すると掃除ロボットが起動し、ダストシュートへと吸引した。
その一動作に、キザキは注目する。
「どうなさいました? 警部」
追いついてきたヤマジを一顧だにせず、キザキは庭園へと踏み込んでいた。ヤマジが慌てふためく。
「け、警部? 富豪が怒りますって!」
「喧しい! あのロボットを見ろ」
「ロボット? ああ、今時珍しくもない、お掃除ロボットじゃないですか」
庭園にはいくつも点在しておりそれらがどこに繋がっているのかをキザキは問い質そうとした。
「本部、本部に達す。庭園のゴミ処理ロボットはどこに通じている?」
『ゴミ処理ロボット? ああ、それならば地下区画の一部に通じているはず……』
そこまで言って気づいたのだろう。何と迂闊な、とキザキは踵を返していた。その進路をヤマジが遮る。
「何なんです! 警部、あまりに軽率が過ぎると……」
「退け、ヤマジ。もう奴は入っている可能性が高い」
その言葉に白いタキシードの部下はきょとんと小首を傾げる。
「入っているって、どこに、どうやって?」
埒が明かない、と感じたキザキは通信班の車両に乗り込み、広域通信のチャンネルを開いた。
「総員に達す! 怪盗キッスは既に潜入している! 警戒網を張れ!」
その言葉に混乱した通信班が独断を制した。
「困ります! 確定情報でもないものを広域チャンネルで……」
「確定だ、馬鹿者! 庭園の監視は? カメラはどうした?」
「庭園、ですか……? カメラは定点が一つだけ」
「参照している時間も惜しいが、お歴々を納得させるためだ。カメラの映像をくれ」
映し出されたのはここ一時間ほどの庭園の映像であった。スプリンクラーが撒き散らかされる数秒の間だけカメラのモードが切り替わる。
「今のは何だ?」
「スプリンクラーの水流が強いのでそれに電気部品がやられないよう、セーフモードになるんです。あの……いい加減にどうにかして」
舌打ちを漏らす。既にやられていたのだ。
「もういい。今の数秒、セーフモードの間に、既にキッスは潜入を果たした。総員、配置につけ」
「ちょっ、警部? 困るんですよ、勝手な人員配置なんて!」
悲鳴を漏らす通信班を尻目にキザキは屋敷に押し入ろうとした。それを阻んだのはミナミのSP達である。
「通せ。キッスが入っている!」
「何人も通すなと、そちらの警察が依頼したのでしょう?」
やられた、とキザキは拳を握り締める。このタイミングを狙っていたに違いなかった。
「もう入っておるのだ! 臨機応変に……」
『旦那様、警察の人間が一人……どうなさいます?』
「お伺いを立てている場合ではないのだ。怪盗キッスはもう……」
『お帰り願え。どこにも証拠はない』
その言葉が漏れ聞こえた瞬間、SP達がキザキを突き飛ばした。
正門からはどうあっても入れそうにない。追いついてきたヤマジが事の重大さに目を見開く。
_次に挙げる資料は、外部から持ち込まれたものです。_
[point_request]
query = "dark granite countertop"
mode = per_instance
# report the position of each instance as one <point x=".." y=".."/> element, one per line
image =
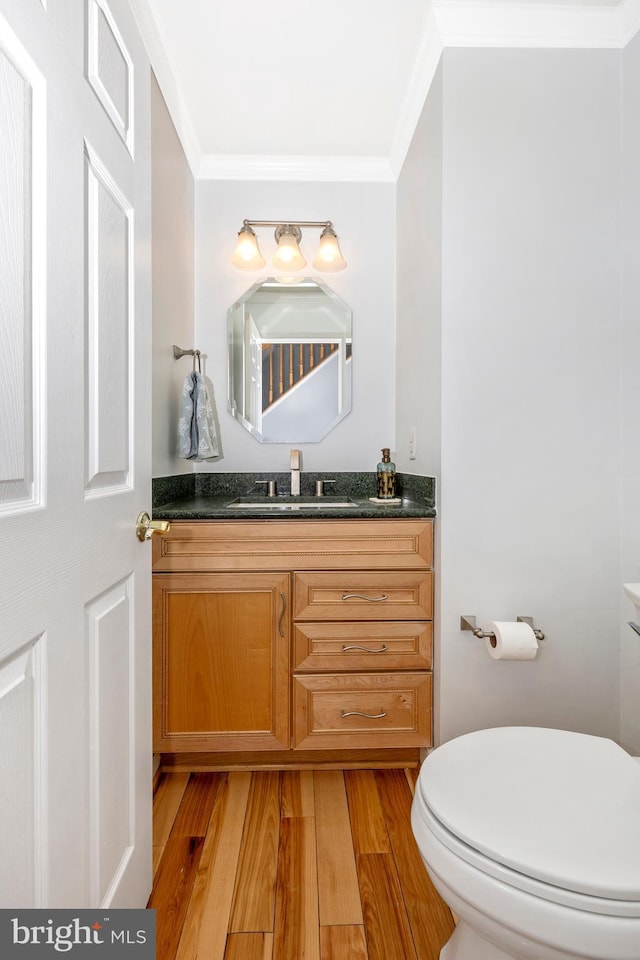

「キザキ警部? もう無理です! せめて、キッスの脱出時を狙うしか……」
「いいや、ならん。脱出など、入るより容易いだろう。この屋敷のセキュリティの穴を突くしかないか……」
思い詰めたキザキへとヤマジは声を振り向ける。
「警部? 何をお考えで」
「喧しいっ! もうしてやられておるのだ、自覚しろ! こうなれば……」
キザキが庭園へと駆け抜ける。その背中を呼び止めるヤマジの言葉を退け、キザキは庭園の掃除ロボットの大口へと飛び込んでいた。